For decades, healthcare has been a difficult and highly regulated industry. In the past, it was possible for senior executives and the boards that supervise them to rely on a sector that has stability and predictability.
However, that has changed with the abrupt change in reimbursement and changes in patient safety and quality standards, which are reshaping how healthcare organizations operate to remain competitive. These shifts have brought new challenges for healthcare leadership boards.
In the course of this study, we spoke with opinion leaders who cited three kinds of behaviors of healthcare boards that they believed to be especially important:
A strong board should insist that the right information is made available. It should emphasize the importance of safety and quality goals, and provide trustees with meaningful targets. This requires using National Quality Forum-endorsed measures and creating a robust benchmarking strategy which identifies the top performers and identifies the methods they employ. The goal is to empower trustees to challenge every hospital and system to improve their quality and reduce medical errors.

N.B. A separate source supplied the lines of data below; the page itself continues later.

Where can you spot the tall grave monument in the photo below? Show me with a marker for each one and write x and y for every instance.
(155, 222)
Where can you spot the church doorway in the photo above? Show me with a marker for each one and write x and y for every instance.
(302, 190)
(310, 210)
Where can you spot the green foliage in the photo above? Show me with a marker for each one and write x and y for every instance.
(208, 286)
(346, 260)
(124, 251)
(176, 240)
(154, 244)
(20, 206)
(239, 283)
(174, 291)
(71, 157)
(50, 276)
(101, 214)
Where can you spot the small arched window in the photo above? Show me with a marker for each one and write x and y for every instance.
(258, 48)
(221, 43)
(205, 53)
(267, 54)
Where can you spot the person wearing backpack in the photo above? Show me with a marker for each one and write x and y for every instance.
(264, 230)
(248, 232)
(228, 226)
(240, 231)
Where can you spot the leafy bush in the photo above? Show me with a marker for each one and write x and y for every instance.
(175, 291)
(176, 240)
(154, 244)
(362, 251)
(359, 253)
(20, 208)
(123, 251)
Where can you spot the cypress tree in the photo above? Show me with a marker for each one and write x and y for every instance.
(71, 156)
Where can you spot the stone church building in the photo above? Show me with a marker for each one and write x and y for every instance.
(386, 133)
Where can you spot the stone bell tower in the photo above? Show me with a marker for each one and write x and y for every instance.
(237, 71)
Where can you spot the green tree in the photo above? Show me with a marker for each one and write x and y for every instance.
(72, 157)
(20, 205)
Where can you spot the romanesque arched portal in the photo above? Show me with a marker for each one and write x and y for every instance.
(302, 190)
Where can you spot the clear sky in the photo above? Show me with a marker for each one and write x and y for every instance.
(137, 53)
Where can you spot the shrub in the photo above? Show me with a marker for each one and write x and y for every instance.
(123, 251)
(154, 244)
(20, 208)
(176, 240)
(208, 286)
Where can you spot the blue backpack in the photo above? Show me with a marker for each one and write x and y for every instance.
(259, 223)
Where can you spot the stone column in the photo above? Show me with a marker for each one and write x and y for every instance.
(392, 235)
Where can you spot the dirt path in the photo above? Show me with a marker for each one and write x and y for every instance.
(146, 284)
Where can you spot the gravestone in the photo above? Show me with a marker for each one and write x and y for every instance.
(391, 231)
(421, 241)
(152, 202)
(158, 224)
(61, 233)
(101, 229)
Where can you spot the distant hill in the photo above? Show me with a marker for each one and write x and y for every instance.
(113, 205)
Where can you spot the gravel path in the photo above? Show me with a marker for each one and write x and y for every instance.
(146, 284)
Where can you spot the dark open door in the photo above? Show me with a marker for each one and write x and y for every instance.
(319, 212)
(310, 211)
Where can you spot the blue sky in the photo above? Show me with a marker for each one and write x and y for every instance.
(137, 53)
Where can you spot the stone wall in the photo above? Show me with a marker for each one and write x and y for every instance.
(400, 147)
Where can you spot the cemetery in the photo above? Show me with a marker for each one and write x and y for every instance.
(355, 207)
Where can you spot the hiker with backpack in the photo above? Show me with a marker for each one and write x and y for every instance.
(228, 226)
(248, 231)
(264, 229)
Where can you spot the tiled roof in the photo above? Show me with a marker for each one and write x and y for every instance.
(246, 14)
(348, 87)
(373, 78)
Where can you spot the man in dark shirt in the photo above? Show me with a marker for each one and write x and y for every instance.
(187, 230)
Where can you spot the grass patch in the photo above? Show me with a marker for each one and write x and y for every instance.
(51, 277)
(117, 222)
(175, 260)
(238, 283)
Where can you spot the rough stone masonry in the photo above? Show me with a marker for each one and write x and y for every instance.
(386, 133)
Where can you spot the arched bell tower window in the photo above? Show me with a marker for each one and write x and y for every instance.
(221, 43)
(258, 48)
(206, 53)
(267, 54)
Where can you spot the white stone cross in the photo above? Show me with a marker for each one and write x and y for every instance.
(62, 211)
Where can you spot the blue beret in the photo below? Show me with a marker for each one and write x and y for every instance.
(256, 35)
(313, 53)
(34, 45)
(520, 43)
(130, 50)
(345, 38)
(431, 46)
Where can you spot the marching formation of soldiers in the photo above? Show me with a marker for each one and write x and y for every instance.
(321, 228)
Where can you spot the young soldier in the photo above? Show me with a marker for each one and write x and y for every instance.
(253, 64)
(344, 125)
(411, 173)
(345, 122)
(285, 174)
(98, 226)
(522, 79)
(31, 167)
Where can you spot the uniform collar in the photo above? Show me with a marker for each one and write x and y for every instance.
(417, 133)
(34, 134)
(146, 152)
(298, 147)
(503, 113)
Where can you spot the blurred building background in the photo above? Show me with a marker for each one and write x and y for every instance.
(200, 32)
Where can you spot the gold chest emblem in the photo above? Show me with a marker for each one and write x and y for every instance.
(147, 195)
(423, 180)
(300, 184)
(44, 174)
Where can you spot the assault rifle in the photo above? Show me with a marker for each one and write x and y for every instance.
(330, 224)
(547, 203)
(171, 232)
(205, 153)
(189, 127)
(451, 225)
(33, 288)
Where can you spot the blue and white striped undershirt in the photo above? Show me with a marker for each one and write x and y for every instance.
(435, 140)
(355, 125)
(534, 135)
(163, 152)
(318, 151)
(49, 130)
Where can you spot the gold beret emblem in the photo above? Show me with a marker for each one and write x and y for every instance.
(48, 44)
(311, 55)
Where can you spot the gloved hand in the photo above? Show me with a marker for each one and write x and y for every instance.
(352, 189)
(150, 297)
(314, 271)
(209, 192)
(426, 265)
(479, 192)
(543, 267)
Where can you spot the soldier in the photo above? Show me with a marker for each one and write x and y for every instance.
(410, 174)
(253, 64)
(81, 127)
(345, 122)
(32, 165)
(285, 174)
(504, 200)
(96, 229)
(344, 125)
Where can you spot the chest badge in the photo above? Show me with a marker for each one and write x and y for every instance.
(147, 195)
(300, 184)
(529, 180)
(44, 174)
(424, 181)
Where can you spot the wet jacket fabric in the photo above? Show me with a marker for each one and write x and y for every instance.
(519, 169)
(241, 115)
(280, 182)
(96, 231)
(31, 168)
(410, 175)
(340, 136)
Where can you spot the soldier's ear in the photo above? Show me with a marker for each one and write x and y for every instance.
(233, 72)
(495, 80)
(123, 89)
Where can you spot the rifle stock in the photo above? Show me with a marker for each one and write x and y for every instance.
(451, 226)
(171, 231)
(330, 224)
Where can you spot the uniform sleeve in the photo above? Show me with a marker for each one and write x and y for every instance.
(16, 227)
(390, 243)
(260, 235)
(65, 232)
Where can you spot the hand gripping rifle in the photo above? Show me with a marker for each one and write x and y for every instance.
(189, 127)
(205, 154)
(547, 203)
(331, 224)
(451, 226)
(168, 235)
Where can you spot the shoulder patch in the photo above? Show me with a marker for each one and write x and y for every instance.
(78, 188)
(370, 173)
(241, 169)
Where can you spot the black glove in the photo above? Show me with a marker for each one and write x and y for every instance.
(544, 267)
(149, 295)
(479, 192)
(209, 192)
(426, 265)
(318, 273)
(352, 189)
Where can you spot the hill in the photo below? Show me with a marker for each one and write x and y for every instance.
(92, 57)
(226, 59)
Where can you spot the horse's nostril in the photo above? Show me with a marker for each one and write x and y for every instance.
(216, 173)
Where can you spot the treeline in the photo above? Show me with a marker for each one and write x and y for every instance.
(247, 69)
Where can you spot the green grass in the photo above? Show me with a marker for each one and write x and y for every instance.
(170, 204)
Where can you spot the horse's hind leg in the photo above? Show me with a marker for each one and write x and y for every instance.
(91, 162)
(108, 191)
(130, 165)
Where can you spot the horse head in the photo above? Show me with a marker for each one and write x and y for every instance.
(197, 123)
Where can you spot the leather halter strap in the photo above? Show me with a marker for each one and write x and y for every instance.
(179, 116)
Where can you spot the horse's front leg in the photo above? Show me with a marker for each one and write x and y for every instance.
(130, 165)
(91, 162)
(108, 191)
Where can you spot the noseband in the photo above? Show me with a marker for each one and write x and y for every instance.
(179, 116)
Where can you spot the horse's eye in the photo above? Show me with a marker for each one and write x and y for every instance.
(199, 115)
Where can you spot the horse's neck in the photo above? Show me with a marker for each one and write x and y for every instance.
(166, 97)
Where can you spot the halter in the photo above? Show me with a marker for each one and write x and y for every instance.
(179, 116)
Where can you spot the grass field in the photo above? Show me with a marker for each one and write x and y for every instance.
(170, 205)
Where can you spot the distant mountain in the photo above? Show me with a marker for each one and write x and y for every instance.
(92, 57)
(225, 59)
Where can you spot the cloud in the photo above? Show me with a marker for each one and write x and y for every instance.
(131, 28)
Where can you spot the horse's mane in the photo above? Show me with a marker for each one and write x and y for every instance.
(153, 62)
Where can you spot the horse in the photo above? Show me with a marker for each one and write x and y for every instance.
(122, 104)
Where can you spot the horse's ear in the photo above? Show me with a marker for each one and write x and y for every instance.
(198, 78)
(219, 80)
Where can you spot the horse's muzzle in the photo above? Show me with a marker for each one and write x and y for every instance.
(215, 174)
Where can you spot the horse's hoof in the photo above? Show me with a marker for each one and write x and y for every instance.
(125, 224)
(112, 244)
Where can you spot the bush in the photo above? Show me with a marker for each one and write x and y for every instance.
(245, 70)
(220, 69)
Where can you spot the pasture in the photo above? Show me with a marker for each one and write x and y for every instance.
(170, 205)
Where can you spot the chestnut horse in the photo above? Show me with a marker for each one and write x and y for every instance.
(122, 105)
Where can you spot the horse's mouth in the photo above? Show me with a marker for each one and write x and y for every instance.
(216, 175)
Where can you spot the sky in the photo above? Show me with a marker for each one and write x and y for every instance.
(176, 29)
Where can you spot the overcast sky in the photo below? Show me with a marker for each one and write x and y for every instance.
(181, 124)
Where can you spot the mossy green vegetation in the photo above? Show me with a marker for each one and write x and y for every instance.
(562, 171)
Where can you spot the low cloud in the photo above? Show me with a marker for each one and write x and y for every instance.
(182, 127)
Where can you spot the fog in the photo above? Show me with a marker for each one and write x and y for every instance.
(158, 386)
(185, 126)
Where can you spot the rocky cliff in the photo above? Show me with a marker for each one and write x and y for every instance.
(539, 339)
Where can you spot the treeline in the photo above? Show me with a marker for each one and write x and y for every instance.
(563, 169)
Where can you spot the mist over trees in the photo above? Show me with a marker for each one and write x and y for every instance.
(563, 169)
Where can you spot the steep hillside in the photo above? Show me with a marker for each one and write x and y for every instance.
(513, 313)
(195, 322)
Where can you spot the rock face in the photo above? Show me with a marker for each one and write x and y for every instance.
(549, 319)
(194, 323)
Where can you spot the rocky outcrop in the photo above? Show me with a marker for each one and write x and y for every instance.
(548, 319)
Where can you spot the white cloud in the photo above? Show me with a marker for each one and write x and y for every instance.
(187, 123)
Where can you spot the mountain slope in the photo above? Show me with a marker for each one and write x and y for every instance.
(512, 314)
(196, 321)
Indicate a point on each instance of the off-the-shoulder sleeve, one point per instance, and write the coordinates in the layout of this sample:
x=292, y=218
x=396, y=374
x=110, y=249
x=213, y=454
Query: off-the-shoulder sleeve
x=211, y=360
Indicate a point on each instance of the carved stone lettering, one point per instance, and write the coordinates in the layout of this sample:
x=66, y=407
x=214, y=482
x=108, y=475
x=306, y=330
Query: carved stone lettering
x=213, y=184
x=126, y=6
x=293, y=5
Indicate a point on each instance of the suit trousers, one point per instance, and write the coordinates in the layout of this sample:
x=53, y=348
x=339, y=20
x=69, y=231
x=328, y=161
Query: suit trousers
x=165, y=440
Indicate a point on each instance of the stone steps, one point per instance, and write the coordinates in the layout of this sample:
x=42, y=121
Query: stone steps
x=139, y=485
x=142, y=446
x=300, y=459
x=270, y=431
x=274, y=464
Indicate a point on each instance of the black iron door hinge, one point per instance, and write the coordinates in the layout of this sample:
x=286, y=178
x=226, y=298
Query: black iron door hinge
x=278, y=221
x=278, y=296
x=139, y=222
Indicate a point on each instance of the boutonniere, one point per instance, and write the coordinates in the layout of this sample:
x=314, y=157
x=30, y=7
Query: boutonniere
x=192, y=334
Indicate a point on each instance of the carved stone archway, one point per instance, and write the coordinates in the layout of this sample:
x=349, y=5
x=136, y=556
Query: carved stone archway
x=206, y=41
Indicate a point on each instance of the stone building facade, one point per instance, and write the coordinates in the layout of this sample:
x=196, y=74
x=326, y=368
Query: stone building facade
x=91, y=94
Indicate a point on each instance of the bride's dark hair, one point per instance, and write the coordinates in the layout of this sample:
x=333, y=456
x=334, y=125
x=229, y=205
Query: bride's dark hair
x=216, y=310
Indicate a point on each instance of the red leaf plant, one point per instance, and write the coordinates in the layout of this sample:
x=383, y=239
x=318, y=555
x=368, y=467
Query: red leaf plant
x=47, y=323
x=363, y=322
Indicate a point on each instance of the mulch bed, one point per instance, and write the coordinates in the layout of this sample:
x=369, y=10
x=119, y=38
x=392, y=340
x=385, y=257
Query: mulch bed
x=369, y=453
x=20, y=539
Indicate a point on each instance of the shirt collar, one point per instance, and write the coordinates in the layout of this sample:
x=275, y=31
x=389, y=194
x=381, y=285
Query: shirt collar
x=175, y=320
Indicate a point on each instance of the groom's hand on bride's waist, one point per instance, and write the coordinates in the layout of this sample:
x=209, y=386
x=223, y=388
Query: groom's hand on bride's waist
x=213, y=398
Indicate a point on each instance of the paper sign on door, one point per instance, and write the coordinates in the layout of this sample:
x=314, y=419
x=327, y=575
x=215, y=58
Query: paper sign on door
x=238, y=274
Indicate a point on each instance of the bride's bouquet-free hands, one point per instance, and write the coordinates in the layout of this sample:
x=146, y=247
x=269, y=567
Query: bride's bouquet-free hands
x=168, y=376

The board should also seek out trustees with expertise in safety and quality research (e.g. high reliability, Six Sigma), to serve as members and chair of the board’s Quality Committee. In ideal circumstances, these people could be drawn from other industries, such as aviation or nuclear power. This will ensure that the board has a specialist who can guide the CEO and other staff in establishing and achieving appropriate targets and making sure that the healthcare leadership is doing everything it can to enhance performance.